Cueva: Our effort in Mexico is private equity, and it focuses on developing what we call buildups, which are essentially startups in the energy space with the right management. So the company that you reference is a partnership we have with EnCap and Blackrock. It’s called Sierra Oil and Gas.

And Sierra Oil and Gas was really the first startup in Mexico. The focus for Sierra has been competing in the CNH, so the National Hydrocarbon Commission-led auctions.

Sierra is one of the six entities we currently have in [operation in] Mexico. They were able to—as happens in the oil and gas industry a lot—partner with a large independent national oil company, and now another very large company in the former consortium, to be in this deepwater and take a small primary position there.

Mark: If everyone’s right and Mexico achieves the maximum value of the assets they’re selling, then you’re generating the best returns for your investments. What is it about private equity that works?

Dickens: With a little bit of [the] tweaks that we have been suggesting, it will not be more attractive for private equity. You're getting into situations where you can get 30-year contracts by bidding and compensating your, in this case, estate to what is essentially massive seller financing.

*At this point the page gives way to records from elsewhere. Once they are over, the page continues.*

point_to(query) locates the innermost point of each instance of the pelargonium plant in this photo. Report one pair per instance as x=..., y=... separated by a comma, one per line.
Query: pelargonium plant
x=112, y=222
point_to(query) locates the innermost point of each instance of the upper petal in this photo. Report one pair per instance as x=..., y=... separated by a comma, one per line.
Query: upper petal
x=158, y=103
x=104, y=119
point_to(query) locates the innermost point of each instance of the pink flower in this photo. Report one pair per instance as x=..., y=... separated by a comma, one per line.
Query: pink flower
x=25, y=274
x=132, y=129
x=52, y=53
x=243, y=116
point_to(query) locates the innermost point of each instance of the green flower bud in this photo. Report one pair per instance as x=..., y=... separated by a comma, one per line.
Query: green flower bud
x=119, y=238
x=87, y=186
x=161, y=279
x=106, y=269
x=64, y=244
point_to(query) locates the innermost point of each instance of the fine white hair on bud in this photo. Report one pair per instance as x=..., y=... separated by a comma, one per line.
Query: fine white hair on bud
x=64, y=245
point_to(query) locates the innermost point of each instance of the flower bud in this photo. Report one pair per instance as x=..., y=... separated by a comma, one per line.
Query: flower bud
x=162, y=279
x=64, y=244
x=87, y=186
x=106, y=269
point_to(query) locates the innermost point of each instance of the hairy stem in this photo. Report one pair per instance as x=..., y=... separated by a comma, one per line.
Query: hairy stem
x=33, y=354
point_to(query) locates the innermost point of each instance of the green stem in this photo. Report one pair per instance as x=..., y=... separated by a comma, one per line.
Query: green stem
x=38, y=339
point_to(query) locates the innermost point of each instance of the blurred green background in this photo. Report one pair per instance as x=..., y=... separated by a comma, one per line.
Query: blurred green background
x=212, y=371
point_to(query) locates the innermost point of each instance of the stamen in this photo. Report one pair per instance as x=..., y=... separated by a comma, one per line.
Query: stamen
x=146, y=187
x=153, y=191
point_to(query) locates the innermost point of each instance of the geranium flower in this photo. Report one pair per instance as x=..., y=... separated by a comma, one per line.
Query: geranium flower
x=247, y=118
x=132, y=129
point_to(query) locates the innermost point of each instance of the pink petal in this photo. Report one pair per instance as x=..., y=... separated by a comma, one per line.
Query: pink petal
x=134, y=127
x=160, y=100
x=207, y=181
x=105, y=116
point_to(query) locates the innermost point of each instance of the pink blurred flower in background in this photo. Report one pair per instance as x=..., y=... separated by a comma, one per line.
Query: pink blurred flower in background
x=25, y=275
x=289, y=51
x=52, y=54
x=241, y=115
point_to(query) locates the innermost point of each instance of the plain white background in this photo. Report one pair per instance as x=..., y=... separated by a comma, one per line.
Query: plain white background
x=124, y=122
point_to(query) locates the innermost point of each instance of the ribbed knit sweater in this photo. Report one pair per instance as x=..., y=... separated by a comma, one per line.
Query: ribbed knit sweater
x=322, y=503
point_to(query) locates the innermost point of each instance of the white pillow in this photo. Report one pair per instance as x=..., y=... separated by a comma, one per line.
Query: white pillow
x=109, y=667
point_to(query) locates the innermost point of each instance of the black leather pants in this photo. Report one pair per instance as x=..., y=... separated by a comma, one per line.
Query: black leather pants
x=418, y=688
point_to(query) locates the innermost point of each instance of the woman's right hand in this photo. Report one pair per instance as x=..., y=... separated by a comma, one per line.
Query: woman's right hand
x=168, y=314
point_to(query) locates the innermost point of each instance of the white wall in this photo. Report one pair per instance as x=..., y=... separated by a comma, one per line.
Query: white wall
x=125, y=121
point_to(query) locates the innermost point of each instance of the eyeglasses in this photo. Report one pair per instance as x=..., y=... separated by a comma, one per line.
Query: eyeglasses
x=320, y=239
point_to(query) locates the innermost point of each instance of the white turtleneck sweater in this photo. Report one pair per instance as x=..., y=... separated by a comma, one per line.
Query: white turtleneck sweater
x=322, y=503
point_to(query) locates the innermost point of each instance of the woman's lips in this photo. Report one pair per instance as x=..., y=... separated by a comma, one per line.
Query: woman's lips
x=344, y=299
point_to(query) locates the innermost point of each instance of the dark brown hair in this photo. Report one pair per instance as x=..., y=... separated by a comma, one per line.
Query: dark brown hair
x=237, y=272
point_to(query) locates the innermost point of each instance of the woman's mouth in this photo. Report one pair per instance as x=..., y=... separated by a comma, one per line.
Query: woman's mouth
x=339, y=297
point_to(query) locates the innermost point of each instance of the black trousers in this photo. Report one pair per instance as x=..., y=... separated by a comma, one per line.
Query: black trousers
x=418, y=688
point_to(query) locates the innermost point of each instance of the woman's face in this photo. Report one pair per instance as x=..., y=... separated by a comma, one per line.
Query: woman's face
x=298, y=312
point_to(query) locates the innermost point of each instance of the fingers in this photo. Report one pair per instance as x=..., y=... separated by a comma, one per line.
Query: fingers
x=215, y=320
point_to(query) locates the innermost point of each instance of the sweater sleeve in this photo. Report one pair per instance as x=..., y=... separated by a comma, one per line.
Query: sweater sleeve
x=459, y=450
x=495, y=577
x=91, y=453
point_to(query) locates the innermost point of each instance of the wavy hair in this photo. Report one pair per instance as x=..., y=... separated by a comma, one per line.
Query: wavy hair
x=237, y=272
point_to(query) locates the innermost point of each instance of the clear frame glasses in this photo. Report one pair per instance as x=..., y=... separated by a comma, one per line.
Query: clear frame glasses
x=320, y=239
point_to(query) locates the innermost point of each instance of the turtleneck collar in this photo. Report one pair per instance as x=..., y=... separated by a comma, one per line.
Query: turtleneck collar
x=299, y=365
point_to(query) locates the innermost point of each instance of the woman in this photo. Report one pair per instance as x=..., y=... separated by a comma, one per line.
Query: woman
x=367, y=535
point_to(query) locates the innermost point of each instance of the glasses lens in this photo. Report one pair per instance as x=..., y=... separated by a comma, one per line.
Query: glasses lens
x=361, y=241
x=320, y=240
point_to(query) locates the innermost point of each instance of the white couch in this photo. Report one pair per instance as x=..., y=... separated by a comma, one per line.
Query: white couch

You don’t get that anywhere else in the world—a situation where your money goes actually in the ground. There’s no out-of-pocket [cost] to a seller…. You’re actually enjoying the benefit of paying royalties out of the oil that is actually produced. So the leverage that is embedded into that formula is very powerful for private equity.

Now, of course, there’s the question of what royalty makes sense. And that has been an issue that we, as some participants in the industry, have been very outspoken about.

In a nutshell, as the whole process matures you’re going to see more and more credible players bidding things that actually make sense, that will enjoy this type of economics.

Cueva: When you think of the oil and gas private equity opportunity, it tends to be more focused on asset opportunities that are of the size that are not as attractive to the majors.

At the end of the day, it’s not very different from what we saw in the U.S. with the majors having a field. So that’s really the bulk of what this would pursue in Mexico on the E&P side. I think in the United States it’s different. There’s a tremendous amount of need for capital to develop the non-E&P energy infrastructure.

Evans: All the things we’re seeing the need for Pemex and the whole ecosystem is this rapid innovation cycle to be able to learn. And … the supermajors and the large entities, they can’t cycle as fast as the private equities and the startups can. So there’s a window of opportunity now for PE to really go in, and then once it matures, you will see that sort of consolidation.